Anatomical variations in the anterior choroidal artery (AChA) and/or the posterior cerebral artery (PCA) are rare. Hyperplastic AChA is an anatomical variant supplying both the AChA area and the PCA area. In accessory PCA, a hyperplastic AChA supplies part of the PCA territory. To our knowledge, there are no previous reports of accessory PCA associated with duplicated AChAs.
We report a case of accessory PCA as a duplicated AChA associated with contralateral accessory middle cerebral artery, diagnosed by digital subtraction angiography.

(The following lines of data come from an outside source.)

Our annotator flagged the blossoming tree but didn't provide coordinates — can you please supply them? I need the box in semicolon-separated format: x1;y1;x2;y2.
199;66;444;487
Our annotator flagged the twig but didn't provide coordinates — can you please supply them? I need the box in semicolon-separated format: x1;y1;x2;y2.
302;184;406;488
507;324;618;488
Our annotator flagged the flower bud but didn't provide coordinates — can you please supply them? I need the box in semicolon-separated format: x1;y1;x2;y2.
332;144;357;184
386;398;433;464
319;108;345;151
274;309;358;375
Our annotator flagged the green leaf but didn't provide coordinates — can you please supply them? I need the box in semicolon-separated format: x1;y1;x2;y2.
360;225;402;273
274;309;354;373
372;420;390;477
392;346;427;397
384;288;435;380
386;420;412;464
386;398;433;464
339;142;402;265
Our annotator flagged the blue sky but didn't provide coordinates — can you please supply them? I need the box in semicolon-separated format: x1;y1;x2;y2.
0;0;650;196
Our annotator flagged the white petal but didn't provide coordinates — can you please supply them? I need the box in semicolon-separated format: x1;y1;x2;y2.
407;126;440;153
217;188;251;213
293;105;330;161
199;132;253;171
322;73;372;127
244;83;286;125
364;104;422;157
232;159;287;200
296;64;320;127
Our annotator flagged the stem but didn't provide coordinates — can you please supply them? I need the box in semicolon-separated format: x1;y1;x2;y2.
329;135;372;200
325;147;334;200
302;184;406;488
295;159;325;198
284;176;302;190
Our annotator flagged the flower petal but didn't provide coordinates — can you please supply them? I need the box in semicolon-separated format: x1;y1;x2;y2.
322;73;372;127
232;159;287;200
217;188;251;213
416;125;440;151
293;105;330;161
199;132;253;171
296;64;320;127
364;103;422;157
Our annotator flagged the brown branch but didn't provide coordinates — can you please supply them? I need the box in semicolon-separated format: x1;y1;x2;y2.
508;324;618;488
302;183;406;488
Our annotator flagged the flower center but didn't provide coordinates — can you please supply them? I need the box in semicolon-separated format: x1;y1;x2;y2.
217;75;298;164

A 34-year-old man visited our hospital because of headache and neck pain. Magnetic resonance imaging showed flow voids around the left medial temporal lobe. Magnetic resonance angiography showed vascular structures in the left PCA. Left internal carotid angiography revealed the accessory PCA supplying not only the AChA (plexal segment) territory but also part of the PCA (anterior and posterior temporal arteries) territory. Three-dimensional rotational angiography revealed a tiny branch proximal to accessory PCA. Careful assessment revealed that the tiny branch perfused the left AChA (cisternal segment) territory. Therefore, we made a diagnosis of duplicated AChAs. Right internal carotid angiography also showed the accessory middle cerebral artery originating from the anterior cerebral artery (proximal A1 segment).
Careful imaging assessment is important to identify the rare anatomical variations seen in this case, in which three-dimensional rotational angiography was useful and provided a better understanding of the vascular structure, including tiny vessels.
脉络膜前动脉(AChA)和/或大脑后动脉(PCA)的解剖变异较为罕见。增生性AChA是一种解剖变异,供应AChA区域和PCA区域。在副PCA中,增生性AChA供应PCA区域的一部分。据我们所知,此前尚无副PCA与双AChA相关的报道。
我们报告一例副PCA病例,其为双AChA且与对侧副大脑中动脉相关,通过数字减影血管造影诊断。
一名34岁男性因头痛和颈部疼痛前来我院就诊。磁共振成像显示左侧颞叶内侧周围有血流空洞。磁共振血管造影显示左侧PCA有血管结构。左侧颈内动脉血管造影显示副PCA不仅供应AChA(丛状段)区域,还供应PCA(颞前和颞后动脉)区域的一部分。三维旋转血管造影显示副PCA近端有一个小分支。仔细评估发现该小分支灌注左侧AChA(脑池段)区域。因此,我们诊断为双AChA。右侧颈内动脉血管造影还显示副大脑中动脉起源于大脑前动脉(近端A1段)。
仔细的影像学评估对于识别本例中罕见的解剖变异很重要,其中三维旋转血管造影很有用,能更好地了解包括小血管在内的血管结构。